Photo: Left to Right – Will Grathwohl, Jesse Bettencourt, Yulia Rubanova and Ricky Chen (Absent – David Duvenaud)
Vector Faculty Members and students collaborated and won two of four Best Paper awards and a Best Student Paper Award at NeurIPS 2018, the most important machine learning conference in the world.
Vector co-founder and Faculty Member, David Duvenaud and Vector students Jesse Bettencourt, Yulia Rubanova and Ricky Chen, all from the University of Toronto, are the authors of “Neural Ordinary Differential Equations“, and received the Best Paper award at NeurIPS 2018.
Additionally, Will Grathwohl, Ricky Chen and Jesse Bettencourt received a second award when they won Best Student Paper at the Advances in Approximate Bayesian Inference Workshop in collaboration with David Duvenaud and Ilya Sutskever.
Also claiming top honours with a Best Paper award is one of Vector’s newest Faculty Members from the University of Waterloo, Shai Ben-David and Vector Postgraduate Affiliate, Hassan Ashtiani and their collaborators for their paper, Nearly tight sample complexity bounds for learning mixtures of Gaussians via sample compression schemes.
The thirty-second annual conference on Neural Information Processing Systems (NeurIPS) kicked off this Sunday in Montreal. NeurlPS is a multi-track machine learning and computational neuroscience conference that includes invited talks, demonstrations, symposia and oral and poster presentations of refereed papers.
Nearly tight sample complexity bounds for learning mixtures of Gaussians via sample compression schemes
By Hassan Ashtiani, Shai Ben-David, Nicholas Harvey, Christopher Liaw, Abbas Mehrabian, Yaniv Plan
We prove that ϴ(k d^2 / ε^2) samples are necessary and sufficient for learning a mixture of k Gaussians in R^d, up to error ε in total variation distance. This improves both the known upper bounds and lower bounds for this problem. For mixtures of axis-aligned Gaussians, we show that O(k d / ε^2) samples suffice, matching a known lower bound.
The upper bound is based on a novel technique for distribution learning based on a notion of sample compression. Any class of distributions that allows such a sample compression scheme can also be learned with few samples. Moreover, if a class of distributions has such a compression scheme, then so do the classes of products and mixtures of those distributions. The core of our main result is showing that the class of Gaussians in R^d has an efficient sample compression.
Neural Ordinary Differential Equations
By Ricky Chen*, Yulia Rubanova*, Jesse Bettencourt*, David Duvenaud (*equal contribution)
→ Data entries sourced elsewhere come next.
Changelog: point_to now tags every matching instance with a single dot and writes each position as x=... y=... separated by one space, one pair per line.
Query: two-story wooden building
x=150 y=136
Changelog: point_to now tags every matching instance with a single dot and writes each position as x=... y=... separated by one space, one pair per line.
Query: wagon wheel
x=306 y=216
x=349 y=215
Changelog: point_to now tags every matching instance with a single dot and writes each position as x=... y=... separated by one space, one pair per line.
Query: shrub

We introduce a new family of deep neural network models. Instead of specifying a discrete sequence of hidden layers, we parameterize the derivative of the hidden state using a neural network. The output of the network is computed using a blackbox differential equation solver. These continuous-depth models have constant memory cost, adapt their evaluation strategy to each input, and can explicitly trade numerical precision for speed. We demonstrate these properties in continuous-depth residual networks and continuous-time latent variable models. We also construct continuous normalizing flows, a generative model that can train by maximum likelihood, without partitioning or ordering the data dimensions. For training, we show how to scalably backpropagate through any ODE solver, without access to its internal operations. This allows end-to-end training of ODEs within larger models.
Best Student Paper
Symposium on Advances in Approximate Bayesian Inference 2018. Oral Presentation
FFJORD: Free-form Continuous Dynamics for Scalable Reversible Generative Models
By Will Grathwohl*, Ricky T. Q. Chen*, Jesse Bettencourt, Ilya Sutskever, David Duvenaud. (*equal contribution)
A promising class of generative models maps points from a simple distribution to a complex distribution through an invertible neural network. Likelihood-based training of these models requires restricting their architectures to allow cheap computation of Jacobian determinants. Alternatively, the Jacobian trace can be used if the transformation is specified by an ordinary differential equation. In this paper, we use Hutchinson’s trace estimator to give a scalable unbiased estimate of the log-density. The result is a continuous-time invertible generative model with unbiased density estimation and one-pass sampling, while allowing unrestricted neural network architectures. We demonstrate our approach on high-dimensional density estimation, image generation, and variational inference, achieving the state-of-the-art among exact likelihood methods with efficient sampling.